Still Getting It Wrong On Affirmative Action
Saw this short news item earlier. And even though I read it all the way through, it was the story's first sentence that I kept returning to:
A federal appeals court is about to consider a lawsuit challenging Michigan's ban against racial preferences in public university admissions and government hiring.
Yes, I think affirmative action is a palatable, if mild, remedy to the ongoing discrimination that women and people of color face in Michigan and around the country. But this take isn't about cheering the court's decision to hear the challenge to race preferences or even affirmative action itself, for that matter. Rather, it's about the implications of the persistent, narrow belief that affirmative action is just a set of "racial preferences" -- when the truth is that the biggest beneficiaries of affirmative action have been white women.
No, I'm not saying that blacks, Latinos, Arab-Americans and Asian-Americans haven't also benefited. (The University of Michigan, for instance, has 11 percent fewer minorities than in 2006, in part because affirmative action was outlawed.) But it's the idea that these minorities, not white women, are disproportionately helped by affirmative action that inflames much of the opposition that we saw here three years ago.

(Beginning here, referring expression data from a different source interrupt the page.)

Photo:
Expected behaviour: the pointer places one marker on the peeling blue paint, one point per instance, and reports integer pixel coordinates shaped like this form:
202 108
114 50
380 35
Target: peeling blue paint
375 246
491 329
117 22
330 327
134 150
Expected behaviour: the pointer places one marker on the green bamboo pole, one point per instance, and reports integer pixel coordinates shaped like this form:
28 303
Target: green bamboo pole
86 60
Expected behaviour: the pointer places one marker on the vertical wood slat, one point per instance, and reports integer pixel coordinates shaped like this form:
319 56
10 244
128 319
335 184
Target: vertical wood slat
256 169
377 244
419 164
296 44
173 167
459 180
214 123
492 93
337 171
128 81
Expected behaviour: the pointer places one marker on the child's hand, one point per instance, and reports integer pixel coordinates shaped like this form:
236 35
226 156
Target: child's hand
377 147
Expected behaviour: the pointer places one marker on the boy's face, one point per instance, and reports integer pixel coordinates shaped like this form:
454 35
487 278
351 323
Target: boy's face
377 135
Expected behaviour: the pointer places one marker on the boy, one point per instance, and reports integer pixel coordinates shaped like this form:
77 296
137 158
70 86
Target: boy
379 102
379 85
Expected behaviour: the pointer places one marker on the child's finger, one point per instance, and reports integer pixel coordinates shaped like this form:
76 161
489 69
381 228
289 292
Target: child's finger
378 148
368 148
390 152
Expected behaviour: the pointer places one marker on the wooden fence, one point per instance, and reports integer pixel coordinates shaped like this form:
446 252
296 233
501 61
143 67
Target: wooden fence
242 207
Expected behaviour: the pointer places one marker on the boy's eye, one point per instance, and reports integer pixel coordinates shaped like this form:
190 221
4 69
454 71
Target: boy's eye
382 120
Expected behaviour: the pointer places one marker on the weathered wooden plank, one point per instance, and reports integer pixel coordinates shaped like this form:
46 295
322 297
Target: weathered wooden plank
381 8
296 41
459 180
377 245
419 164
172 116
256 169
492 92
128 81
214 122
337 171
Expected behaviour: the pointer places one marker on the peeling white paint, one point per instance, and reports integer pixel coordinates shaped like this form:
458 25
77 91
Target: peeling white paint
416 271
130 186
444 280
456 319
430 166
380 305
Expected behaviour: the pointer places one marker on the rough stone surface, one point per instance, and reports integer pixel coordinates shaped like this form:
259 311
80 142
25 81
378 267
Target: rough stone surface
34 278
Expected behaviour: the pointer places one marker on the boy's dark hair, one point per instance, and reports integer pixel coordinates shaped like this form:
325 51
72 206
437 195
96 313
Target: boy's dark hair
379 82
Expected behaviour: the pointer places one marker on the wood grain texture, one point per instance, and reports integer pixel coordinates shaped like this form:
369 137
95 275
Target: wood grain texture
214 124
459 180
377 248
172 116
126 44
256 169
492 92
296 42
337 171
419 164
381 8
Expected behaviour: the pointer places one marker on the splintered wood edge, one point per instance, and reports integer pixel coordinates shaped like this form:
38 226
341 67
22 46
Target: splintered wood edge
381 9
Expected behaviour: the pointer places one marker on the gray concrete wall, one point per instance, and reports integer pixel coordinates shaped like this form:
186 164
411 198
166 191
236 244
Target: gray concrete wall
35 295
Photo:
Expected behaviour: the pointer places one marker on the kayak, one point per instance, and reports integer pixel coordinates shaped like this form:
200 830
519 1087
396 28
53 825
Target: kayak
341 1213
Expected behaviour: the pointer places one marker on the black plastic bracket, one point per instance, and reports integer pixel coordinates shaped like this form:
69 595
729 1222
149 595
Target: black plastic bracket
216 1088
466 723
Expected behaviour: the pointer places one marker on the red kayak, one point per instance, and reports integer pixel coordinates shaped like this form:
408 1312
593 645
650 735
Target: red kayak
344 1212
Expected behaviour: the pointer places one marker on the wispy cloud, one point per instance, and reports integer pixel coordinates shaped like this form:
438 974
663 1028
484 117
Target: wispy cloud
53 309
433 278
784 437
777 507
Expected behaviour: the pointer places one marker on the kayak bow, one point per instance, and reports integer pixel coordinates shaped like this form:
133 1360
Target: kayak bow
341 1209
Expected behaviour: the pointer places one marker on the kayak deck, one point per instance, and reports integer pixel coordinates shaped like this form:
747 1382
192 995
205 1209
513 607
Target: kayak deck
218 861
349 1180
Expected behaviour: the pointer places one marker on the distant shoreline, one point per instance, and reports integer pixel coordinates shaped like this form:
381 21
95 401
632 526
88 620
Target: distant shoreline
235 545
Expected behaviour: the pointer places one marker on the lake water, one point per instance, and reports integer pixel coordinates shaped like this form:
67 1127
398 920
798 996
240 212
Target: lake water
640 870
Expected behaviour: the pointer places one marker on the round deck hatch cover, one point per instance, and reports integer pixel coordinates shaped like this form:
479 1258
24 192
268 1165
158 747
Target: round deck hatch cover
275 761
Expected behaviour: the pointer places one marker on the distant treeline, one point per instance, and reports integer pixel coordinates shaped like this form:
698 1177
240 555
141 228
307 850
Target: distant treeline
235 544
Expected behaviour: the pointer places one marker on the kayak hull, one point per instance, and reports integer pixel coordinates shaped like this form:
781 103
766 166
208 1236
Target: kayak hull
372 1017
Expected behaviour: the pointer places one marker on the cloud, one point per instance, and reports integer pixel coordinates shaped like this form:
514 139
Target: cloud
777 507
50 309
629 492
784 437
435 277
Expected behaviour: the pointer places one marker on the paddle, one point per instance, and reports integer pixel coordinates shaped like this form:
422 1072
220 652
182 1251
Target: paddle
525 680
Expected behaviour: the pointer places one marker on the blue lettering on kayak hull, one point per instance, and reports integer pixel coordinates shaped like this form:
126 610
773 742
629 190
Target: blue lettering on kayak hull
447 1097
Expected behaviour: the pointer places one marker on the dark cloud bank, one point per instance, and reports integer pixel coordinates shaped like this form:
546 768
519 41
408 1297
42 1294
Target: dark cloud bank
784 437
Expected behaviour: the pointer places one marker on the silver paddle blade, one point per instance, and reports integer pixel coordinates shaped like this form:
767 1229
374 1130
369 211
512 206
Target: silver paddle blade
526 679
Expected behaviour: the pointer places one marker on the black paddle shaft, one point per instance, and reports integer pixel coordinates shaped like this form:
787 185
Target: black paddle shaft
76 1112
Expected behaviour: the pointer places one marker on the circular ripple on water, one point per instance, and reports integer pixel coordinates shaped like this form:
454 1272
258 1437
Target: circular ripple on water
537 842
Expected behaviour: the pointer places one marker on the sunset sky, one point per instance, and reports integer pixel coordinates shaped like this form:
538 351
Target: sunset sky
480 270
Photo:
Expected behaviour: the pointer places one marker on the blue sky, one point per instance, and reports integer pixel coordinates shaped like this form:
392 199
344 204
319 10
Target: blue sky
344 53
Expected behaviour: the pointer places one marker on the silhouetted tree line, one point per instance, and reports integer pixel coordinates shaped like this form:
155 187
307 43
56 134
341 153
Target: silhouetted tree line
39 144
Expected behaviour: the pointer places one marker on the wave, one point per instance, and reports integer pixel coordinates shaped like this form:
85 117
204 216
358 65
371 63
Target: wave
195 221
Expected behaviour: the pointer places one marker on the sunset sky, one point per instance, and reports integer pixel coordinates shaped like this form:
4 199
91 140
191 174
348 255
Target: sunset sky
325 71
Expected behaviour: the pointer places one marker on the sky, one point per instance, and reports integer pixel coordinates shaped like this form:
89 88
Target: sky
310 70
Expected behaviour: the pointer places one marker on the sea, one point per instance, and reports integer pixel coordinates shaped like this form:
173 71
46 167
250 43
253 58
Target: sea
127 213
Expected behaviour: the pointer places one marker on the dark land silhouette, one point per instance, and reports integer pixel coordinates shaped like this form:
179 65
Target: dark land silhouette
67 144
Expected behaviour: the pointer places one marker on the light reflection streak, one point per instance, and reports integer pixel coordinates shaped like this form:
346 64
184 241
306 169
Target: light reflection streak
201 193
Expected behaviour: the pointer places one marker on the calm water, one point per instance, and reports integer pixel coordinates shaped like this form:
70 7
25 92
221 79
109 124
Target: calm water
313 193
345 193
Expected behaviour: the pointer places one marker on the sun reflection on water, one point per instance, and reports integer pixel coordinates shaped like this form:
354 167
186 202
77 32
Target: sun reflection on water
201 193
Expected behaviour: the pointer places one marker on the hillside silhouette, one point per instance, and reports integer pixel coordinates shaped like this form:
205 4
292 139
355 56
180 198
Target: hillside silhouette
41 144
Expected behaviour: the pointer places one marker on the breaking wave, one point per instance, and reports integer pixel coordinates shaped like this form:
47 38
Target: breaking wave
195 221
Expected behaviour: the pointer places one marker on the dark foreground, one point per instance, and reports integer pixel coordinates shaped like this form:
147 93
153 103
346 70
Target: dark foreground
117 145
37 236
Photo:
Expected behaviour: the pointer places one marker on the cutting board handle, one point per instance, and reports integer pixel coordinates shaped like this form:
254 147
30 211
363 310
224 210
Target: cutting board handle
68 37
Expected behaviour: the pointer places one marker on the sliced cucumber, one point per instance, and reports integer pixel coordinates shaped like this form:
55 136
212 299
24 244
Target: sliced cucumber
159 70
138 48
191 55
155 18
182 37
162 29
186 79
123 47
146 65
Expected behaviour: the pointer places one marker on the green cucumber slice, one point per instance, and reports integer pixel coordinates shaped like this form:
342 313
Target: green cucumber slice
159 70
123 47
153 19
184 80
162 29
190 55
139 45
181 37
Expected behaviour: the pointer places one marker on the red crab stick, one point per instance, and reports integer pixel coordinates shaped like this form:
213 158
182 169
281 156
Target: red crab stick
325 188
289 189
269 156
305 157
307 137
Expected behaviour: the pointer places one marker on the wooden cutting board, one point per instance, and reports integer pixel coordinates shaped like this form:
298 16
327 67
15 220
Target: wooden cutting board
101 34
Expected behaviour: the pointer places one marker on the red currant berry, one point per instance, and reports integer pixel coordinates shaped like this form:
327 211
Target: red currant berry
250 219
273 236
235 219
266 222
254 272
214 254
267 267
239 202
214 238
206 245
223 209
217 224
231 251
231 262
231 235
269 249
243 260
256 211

Many who voted against affirmative action had it in their heads that black people and other minorities were somehow getting something they didn't "deserve" or were receiving "something for nothing." Sure, some will howl that I'm wrong -- that affirmative action opponents were driven solely by noble desires for "fairness" and "equality" -- but I'm not. I've lived in Detroit much of my life. And I know well that even though many of us here consider it uncomfortable or impolite to discuss race when talking about why metro Detroit is what it is -- and that includes its standing as one of the most segregated metropolitan areas in the U.S. -- intense racial hatred remains alive and well. (Don't believe me? Check out the message boards and comment sections over at just about any of the local papers, particularly when there's a story about a crime that involves someone of African, Hispanic or Middle Eastern descent.)
Understand, I'm not particularly angered by these racial realities. And I generally don't care to try to "wash racists." Still, I do think that there are plenty of other, good people of all stripes -- yes, I know even some blacks and other minorities who oppose affirmative action because they consider it an unfair race "quota" -- and that is why I always hope for a broader, more inclusive defining of the term.
Of course, knowing that sexism is also alive and well, I don't mean to suggest that Michigan voters would've kept affirmative action had everyone understood that it helped white women more than, say, black men. And I don't have a problem with white women who've benefited, as they certainly have endured their own fair share of hell at work sites, academic institutions and other places. Further, I'm also not saying that everyone who opposed affirmative action harbored racist sentiments. I don't think that's true at all.
But I do firmly believe that affirmative action is problematic for many in this area mainly because they can't abide even the slightest notion that some black person somewhere may be "getting away" with something. And as telling as that misguided belief may be about metro Detroit, it is no truer than misperceptions about what affirmative action really is or whom it aids the most.